Finally, another approach is just review what is send from WMCore and limit it based on current nginx settings.

@amaltaro
Copy link
Contributor

amaltaro commented Apr 8, 2024

I would suggest dumping at least 1 or 2 documents and inspecting its construction and where the heavy data is. We might want to refactor it in WMAgent, in case the information isn't relevant (like free text error message might be a good candidate to be dropped in WMArchive).

@nikodemas
Copy link
Member

Some of the logs can also be seen on the nginx controller on the Kubernetes:

~ $ k logs pod/cern-magnum-ingress-nginx-controller-5b8j8 -n kube-system | grep -i large
2024/04/11 07:13:05 [error] 36#36: *2223712 client intended to send too large body: 15734904 bytes, client: 188.184.75.82, server: cmsweb-k8s-prodsrv2.cern.ch, request: "POST /wmarchive/data/ HTTP/1.1", host: "cmsweb-k8s-prodsrv2.cern.ch"
2024/04/11 07:55:35 [error] 36#36: *2317077 client intended to send too large body: 23517605 bytes, client: 188.184.73.32, server: cmsweb-k8s-prodsrv2.cern.ch, request: "POST /wmarchive/data/ HTTP/1.1", host: "cmsweb-k8s-prodsrv2.cern.ch"
2024/04/11 07:59:51 [error] 34#34: *2328673 client intended to send too large body: 17649066 bytes, client: 188.184.75.82, server: cmsweb-k8s-prodsrv2.cern.ch, request: "POST /wmarchive/data/ HTTP/1.1", host: "cmsweb-k8s-prodsrv2.cern.ch"
2024/04/11 08:03:52 [error] 39#39: *2341664 client intended to send too large body: 15734904 bytes, client: 188.184.75.82, server: cmsweb-k8s-prodsrv2.cern.ch, request: "POST /wmarchive/data/ HTTP/1.1", host: "cmsweb-k8s-prodsrv2.cern.ch"
2024/04/11 08:08:56 [error] 39#39: *2359348 client intended to send too large body: 15734904 bytes, client: 188.184.75.82, server: cmsweb-k8s-prodsrv2.cern.ch, request: "POST /wmarchive/data/ HTTP/1.1", host: "cmsweb-k8s-prodsrv2.cern.ch"
2024/04/11 08:10:20 [error] 36#36: *2364292 client intended to send too large body: 19739784 bytes, client: 188.184.75.82, server: cmsweb-k8s-prodsrv2.cern.ch, request: "POST /wmarchive/data/ HTTP/1.1", host: "cmsweb-k8s-prodsrv2.cern.ch"

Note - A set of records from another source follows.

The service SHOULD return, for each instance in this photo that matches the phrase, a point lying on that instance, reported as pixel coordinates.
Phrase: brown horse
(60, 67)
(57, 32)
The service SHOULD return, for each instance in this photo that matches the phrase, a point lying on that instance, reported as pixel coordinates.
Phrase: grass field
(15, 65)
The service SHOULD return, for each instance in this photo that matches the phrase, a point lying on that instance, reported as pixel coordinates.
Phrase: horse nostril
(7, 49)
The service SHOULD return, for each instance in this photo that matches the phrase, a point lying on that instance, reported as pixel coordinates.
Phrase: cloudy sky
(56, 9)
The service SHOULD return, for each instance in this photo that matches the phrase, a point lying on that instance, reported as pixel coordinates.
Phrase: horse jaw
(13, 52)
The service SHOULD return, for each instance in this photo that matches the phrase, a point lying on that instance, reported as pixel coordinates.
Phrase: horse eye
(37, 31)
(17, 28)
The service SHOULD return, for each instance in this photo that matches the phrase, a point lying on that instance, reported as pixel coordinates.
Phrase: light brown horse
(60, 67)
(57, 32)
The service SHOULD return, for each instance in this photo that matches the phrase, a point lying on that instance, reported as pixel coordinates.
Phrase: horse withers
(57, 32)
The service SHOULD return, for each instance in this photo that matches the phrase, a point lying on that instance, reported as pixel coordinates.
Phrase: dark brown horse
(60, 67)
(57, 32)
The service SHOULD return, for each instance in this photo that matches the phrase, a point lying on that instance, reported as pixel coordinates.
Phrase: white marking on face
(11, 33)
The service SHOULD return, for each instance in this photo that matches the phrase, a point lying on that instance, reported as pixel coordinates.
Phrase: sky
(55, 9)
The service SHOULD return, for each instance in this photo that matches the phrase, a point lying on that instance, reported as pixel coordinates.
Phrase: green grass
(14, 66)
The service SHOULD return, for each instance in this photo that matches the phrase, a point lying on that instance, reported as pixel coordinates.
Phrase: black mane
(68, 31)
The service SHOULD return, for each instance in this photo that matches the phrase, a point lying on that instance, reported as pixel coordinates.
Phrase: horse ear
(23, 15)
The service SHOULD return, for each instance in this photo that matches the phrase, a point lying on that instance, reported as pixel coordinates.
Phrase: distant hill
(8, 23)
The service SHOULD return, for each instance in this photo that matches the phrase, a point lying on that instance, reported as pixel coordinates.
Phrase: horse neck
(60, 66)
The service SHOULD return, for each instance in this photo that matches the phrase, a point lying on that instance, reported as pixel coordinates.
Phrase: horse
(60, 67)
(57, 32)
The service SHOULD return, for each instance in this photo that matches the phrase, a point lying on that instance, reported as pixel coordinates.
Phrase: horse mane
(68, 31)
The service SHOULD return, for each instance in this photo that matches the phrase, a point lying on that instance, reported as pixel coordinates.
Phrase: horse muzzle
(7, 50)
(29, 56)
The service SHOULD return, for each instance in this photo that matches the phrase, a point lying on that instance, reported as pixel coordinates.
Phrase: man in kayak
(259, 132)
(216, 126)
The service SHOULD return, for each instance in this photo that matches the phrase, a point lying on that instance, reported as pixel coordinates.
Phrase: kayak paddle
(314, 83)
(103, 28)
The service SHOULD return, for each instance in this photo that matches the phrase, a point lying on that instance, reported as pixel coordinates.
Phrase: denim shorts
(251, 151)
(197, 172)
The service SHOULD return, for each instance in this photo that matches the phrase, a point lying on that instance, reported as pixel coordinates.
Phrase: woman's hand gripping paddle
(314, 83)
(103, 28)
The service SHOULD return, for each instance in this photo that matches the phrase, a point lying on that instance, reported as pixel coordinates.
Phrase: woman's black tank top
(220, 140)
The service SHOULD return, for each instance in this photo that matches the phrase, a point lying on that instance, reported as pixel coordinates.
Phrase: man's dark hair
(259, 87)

Although @arooshap has just raised the nginx limit from 1MB to 8MB, but these sizes are around 20MB, so docs like these are still failing.

@vkuznet
Copy link
Contributor

vkuznet commented Apr 11, 2024

raising threshold may be a temporary solution since we never really know the size of payload. I rather prefer to see how it can be constrained in WM system which knows by definition the size when it construct the HTTP request. Now we know the nginx threshold and WM system should acknowledge it.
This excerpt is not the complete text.